There may be possible political obstacles on both sides along the way. However, we must have the courage and the foresight to act now. Armenia and Turkey need not and should not be permanent rivals. A more prosperous, mutually beneficial future for Armenia and Turkey, and the opening up of a historic East-West corridor for Europe, the Caspian region and the rest of the world, are goals that we can and must achieve.”


artmika said...

In an interview with Mediamax, ex-president Robert Kocharyan (along with other typical cheap stuff) claimed: ... And certainly [If I were in power], President of Turkey would not be invited to a football match in Yerevan.

Just yet another prove (as if we needed more) that Armenia is very lucky that Kocharyan is no longer head of state.

nazarian said...

Amen to that.

Danielbeast said...

Interesting comment to see after the prevailing Serge = Kocharian notion. There's been a lot of shake-up of the old Kocharian guard and so I think he's bitter. As much as they seemed tied during the transition of power this diverging of opinion is extremely interesting.

nazarian said...

Levon Ter-Petrossian put all the fault of March 1 on Kocharian. Classic divide and conquer tactic. Let's see what comes out of this.

Does Kocharian still hope to become the PM after Tigran Sargsian fails?

Anonymous said...

LTP may have put all the fault on Kocharian, but his own fault in pumping up the masses to hate is aeven more convincing to me.

Look at it this way: if there had not been such an atmosphere of hate, racism, and power-hungry vengeance created by the radical opposition, there would have been no dead people on March 1.

While the handling of the situation was not smooth by the authorities, and it seems that some went against the reported orders to not fire, it seems that LTP got what he wanted: a weakened government, a weakened Armenia, and a hope to become a hero (at the expense of those he calmly sacrificed).

Thankfully the latter didn't happen, and the jury is still out on what the nation can do to bolster the state.

nazarian said...

anonymous, people like you seem to miss something very important. The root of all this was the authoritarian behavior of the Serj/Rob duo. I know, no matter how many times this is explained to you and people like you, you will still not accept it.

Had there not been so much intimidation during the presidential and parliamentary elections in the past, had the elections not been fraudulent and corrupt, had the results not been falsified, there would not have been any protests.

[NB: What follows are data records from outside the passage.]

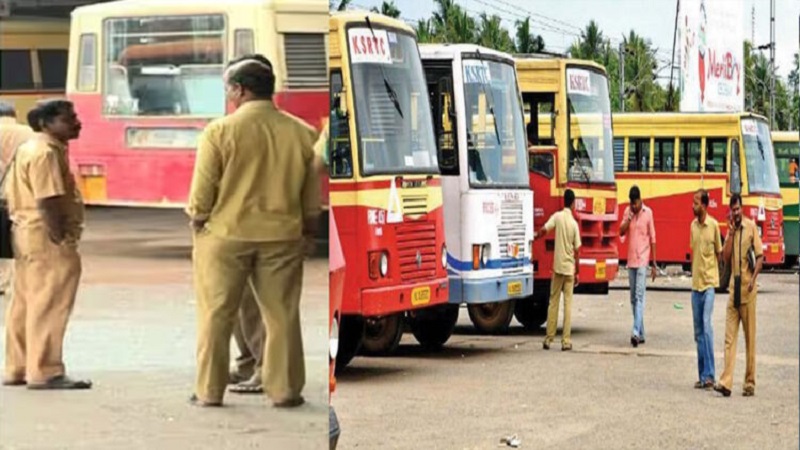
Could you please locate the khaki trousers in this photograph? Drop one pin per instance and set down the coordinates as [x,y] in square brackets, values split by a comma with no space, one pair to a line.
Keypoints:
[45,285]
[746,314]
[249,334]
[222,268]
[558,285]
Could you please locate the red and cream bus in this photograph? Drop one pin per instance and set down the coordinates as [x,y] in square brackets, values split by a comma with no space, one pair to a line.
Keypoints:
[146,77]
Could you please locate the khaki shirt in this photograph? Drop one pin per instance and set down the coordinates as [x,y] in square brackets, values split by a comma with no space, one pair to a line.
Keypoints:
[41,170]
[749,236]
[254,178]
[568,241]
[12,135]
[706,243]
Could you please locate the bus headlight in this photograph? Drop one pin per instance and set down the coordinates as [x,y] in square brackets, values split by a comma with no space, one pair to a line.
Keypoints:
[384,264]
[334,339]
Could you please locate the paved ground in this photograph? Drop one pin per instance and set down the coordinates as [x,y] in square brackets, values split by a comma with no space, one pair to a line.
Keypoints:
[133,333]
[604,394]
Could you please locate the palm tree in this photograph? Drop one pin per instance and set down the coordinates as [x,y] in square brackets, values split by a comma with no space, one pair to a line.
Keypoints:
[527,42]
[491,33]
[388,8]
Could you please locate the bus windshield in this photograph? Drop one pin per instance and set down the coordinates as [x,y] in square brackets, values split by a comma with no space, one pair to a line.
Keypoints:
[164,66]
[393,114]
[496,150]
[589,134]
[762,176]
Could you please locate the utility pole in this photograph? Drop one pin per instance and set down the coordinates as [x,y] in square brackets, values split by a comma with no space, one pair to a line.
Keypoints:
[622,76]
[772,64]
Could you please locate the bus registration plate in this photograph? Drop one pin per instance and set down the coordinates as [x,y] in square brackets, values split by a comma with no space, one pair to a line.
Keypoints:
[515,288]
[421,296]
[600,270]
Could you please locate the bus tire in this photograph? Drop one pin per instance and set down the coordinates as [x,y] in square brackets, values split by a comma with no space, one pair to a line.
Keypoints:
[492,318]
[531,312]
[382,335]
[351,332]
[432,327]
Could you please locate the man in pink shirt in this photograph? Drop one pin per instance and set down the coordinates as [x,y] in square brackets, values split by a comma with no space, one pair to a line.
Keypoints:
[637,226]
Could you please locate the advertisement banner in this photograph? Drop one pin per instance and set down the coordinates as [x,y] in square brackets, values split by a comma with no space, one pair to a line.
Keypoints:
[711,44]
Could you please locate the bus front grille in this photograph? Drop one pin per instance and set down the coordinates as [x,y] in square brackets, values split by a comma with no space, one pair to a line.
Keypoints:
[417,239]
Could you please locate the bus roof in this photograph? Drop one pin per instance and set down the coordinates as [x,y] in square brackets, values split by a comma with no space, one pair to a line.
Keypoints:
[525,61]
[785,136]
[340,18]
[149,7]
[447,51]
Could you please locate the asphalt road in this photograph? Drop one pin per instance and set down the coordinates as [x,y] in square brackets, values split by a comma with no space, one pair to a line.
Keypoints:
[603,395]
[133,334]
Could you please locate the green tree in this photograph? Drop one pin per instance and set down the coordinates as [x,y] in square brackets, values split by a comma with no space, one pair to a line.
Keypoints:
[527,42]
[388,8]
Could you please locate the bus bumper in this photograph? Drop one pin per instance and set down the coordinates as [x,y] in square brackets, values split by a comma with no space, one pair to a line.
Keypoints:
[489,290]
[394,299]
[597,270]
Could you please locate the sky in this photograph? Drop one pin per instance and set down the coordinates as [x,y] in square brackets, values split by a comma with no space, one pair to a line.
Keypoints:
[561,21]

I don't think elementary things like this need to be explained.

Anonymous said...

Nazarian I disagree with your premise. I think that LTP and minions counte don irregularities in the process (given Armenia's track record and resource level, how coudl there not have been?)

Then they took advantage of the fact that there was uneven use of resources in the election campaign, as well as some falsifications. Note that at this level, things were better than they had been in 17 years of election in Armenia, as documented by nearly all 3rd parties.

Thus I see the claims of falsification as disingenuous. LTP was not preparing for elections: he did everything possible to engender hatred, disregard the incompletely functional system, and exhort people to clash with authorities. That certain moves by the authorities poured gas on the fire, I have no doubt.

But there was nothing democratic about the movement and nothing positive could (or did) some from the re-introduction of LTP into politics.

I don't think such elementary things need be explained either, that the architect of many of the phenomena you describe thought that society would be naive enough to believe that he had magically changed since his disgraceful reign 10 years ago.